Le Tribunal des Activités Économiques de Marseille, par un jugement réputé contradictoire du 20 janvier 2026, était saisi d’une demande en résiliation de deux contrats de crédit-bail pour défaut de paiement des loyers. La société bailleresse avait cité la société crédit-preneuse, défaillante à l’audience, afin d’obtenir la constatation de la résiliation, la restitution des véhicules et le paiement des sommes dues. La question de droit portait sur le sort de la demande d’appréhension forcée des biens loués formulée par le créancier. Le tribunal a fait droit à la demande de résiliation et de condamnation pécuniaire, mais a renvoyé la société bailleresse à mieux se pourvoir sur sa demande d’appréhension forcée.

I. La constatation de la résiliation et la condamnation au paiement.

Le tribunal constate la résiliation des contrats de crédit-bail en raison des impayés établis par les pièces produites. La créance de la société bailleresse est jugée fondée en son principe et en son montant par le tribunal. Celui-ci condamne la société débitrice au paiement de la somme de 100 927 euros en principal, pénalités et intérêts. La valeur de cette solution réside dans l’application classique de l’article 1103 du Code civil, imposant l’exécution des conventions. La portée de cette décision est de rappeler la force obligatoire des contrats de crédit-bail, même en l’absence du débiteur.
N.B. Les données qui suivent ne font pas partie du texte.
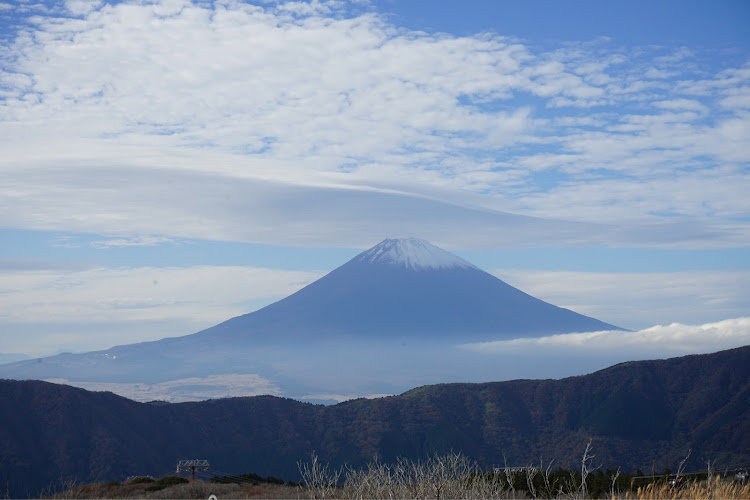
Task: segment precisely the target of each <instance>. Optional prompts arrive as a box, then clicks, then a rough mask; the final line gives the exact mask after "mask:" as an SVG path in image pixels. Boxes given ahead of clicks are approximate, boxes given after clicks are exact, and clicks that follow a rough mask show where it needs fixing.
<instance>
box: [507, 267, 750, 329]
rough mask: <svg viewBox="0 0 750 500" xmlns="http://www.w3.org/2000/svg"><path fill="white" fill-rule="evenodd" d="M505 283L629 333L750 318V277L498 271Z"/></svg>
mask: <svg viewBox="0 0 750 500" xmlns="http://www.w3.org/2000/svg"><path fill="white" fill-rule="evenodd" d="M493 274H494V275H495V276H497V277H498V278H500V279H502V280H503V281H505V282H507V283H509V284H510V285H513V286H515V287H517V288H520V289H521V290H523V291H525V292H527V293H529V294H531V295H533V296H535V297H538V298H540V299H542V300H545V301H547V302H550V303H552V304H555V305H557V306H561V307H566V308H569V309H572V310H574V311H576V312H579V313H581V314H585V315H587V316H592V317H595V318H597V319H600V320H602V321H606V322H607V323H610V324H614V325H617V326H619V327H623V328H628V329H640V328H645V327H647V326H650V325H654V324H665V323H666V324H670V323H673V322H674V321H681V322H683V323H693V324H700V323H708V322H712V321H716V320H719V319H721V318H730V317H737V316H743V315H745V314H747V297H748V296H750V272H749V271H745V270H736V271H681V272H671V273H594V272H577V271H531V270H505V269H503V270H497V271H495V272H494V273H493Z"/></svg>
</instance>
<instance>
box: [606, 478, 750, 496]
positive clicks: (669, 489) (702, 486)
mask: <svg viewBox="0 0 750 500" xmlns="http://www.w3.org/2000/svg"><path fill="white" fill-rule="evenodd" d="M616 498H622V499H628V500H629V499H637V500H661V499H695V498H700V499H731V500H738V499H750V484H748V483H746V484H740V483H736V482H732V481H726V480H723V479H712V480H709V481H700V482H688V483H686V484H684V485H682V486H681V487H679V488H673V487H671V486H669V485H667V484H663V483H662V484H649V485H648V486H645V487H642V488H638V489H637V490H636V491H628V492H625V493H624V495H623V496H617V497H616Z"/></svg>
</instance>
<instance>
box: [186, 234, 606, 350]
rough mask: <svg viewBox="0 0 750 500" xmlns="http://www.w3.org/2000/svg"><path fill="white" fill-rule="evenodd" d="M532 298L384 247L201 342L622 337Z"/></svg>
mask: <svg viewBox="0 0 750 500" xmlns="http://www.w3.org/2000/svg"><path fill="white" fill-rule="evenodd" d="M617 329H619V328H618V327H616V326H613V325H610V324H607V323H604V322H602V321H599V320H597V319H594V318H590V317H587V316H583V315H581V314H578V313H575V312H573V311H570V310H568V309H563V308H560V307H556V306H553V305H552V304H548V303H546V302H544V301H542V300H539V299H537V298H534V297H532V296H530V295H528V294H526V293H524V292H522V291H520V290H518V289H516V288H514V287H512V286H510V285H508V284H507V283H505V282H503V281H501V280H499V279H498V278H496V277H494V276H492V275H491V274H488V273H486V272H484V271H482V270H480V269H478V268H476V267H474V266H473V265H471V264H469V263H468V262H466V261H464V260H463V259H460V258H459V257H457V256H455V255H453V254H450V253H448V252H446V251H444V250H442V249H440V248H438V247H435V246H434V245H431V244H430V243H428V242H426V241H423V240H418V239H414V238H409V239H397V240H390V239H387V240H384V241H382V242H381V243H379V244H378V245H376V246H375V247H373V248H371V249H369V250H367V251H365V252H363V253H361V254H360V255H358V256H356V257H355V258H353V259H352V260H350V261H349V262H347V263H346V264H344V265H342V266H341V267H339V268H337V269H335V270H333V271H332V272H330V273H329V274H327V275H326V276H324V277H323V278H321V279H319V280H318V281H316V282H314V283H312V284H310V285H308V286H307V287H305V288H303V289H302V290H300V291H298V292H297V293H295V294H293V295H291V296H289V297H287V298H285V299H282V300H280V301H278V302H276V303H274V304H271V305H269V306H267V307H265V308H263V309H261V310H259V311H256V312H254V313H250V314H246V315H244V316H240V317H237V318H233V319H231V320H229V321H226V322H224V323H222V324H220V325H218V326H216V327H213V328H210V329H208V330H206V331H204V332H201V335H210V336H212V337H214V338H221V339H228V338H230V337H233V336H238V335H240V336H242V335H251V336H252V337H253V339H254V340H257V341H260V342H263V341H264V339H265V338H269V337H272V338H275V339H294V340H307V339H319V338H321V337H325V336H331V335H341V336H353V337H363V336H366V337H370V338H372V337H393V336H397V337H403V336H407V337H428V338H432V339H435V338H450V339H452V340H453V341H455V343H462V342H476V341H487V340H499V339H509V338H516V337H522V336H542V335H551V334H558V333H570V332H588V331H597V330H617Z"/></svg>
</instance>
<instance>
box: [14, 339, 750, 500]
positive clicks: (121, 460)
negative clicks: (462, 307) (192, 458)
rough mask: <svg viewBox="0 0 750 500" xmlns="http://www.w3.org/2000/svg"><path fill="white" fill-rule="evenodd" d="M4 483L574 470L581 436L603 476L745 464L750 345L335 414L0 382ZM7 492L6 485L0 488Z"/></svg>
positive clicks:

II. Le rejet de la demande d’appréhension forcée des biens.

Le tribunal se déclare incompétent pour ordonner l’appréhension forcée des véhicules, renvoyant la demanderesse à mieux se pourvoir. Il motive sa décision en rappelant qu’ « il appartient au juge de l’exécution de connaître des difficultés relatives aux titres exécutoires ». Le sens de cette solution est de respecter la répartition légale des compétences entre le juge du fond et le juge de l’exécution. La portée de ce rappel est pédagogique : le tribunal des activités économiques ne peut ordonner une mesure d’exécution forcée. Cette solution préserve le droit du débiteur à contester les modalités de la saisie devant le juge compétent.

Source : Cour de cassation – Base Open Data « Judilibre » & « Légifrance ».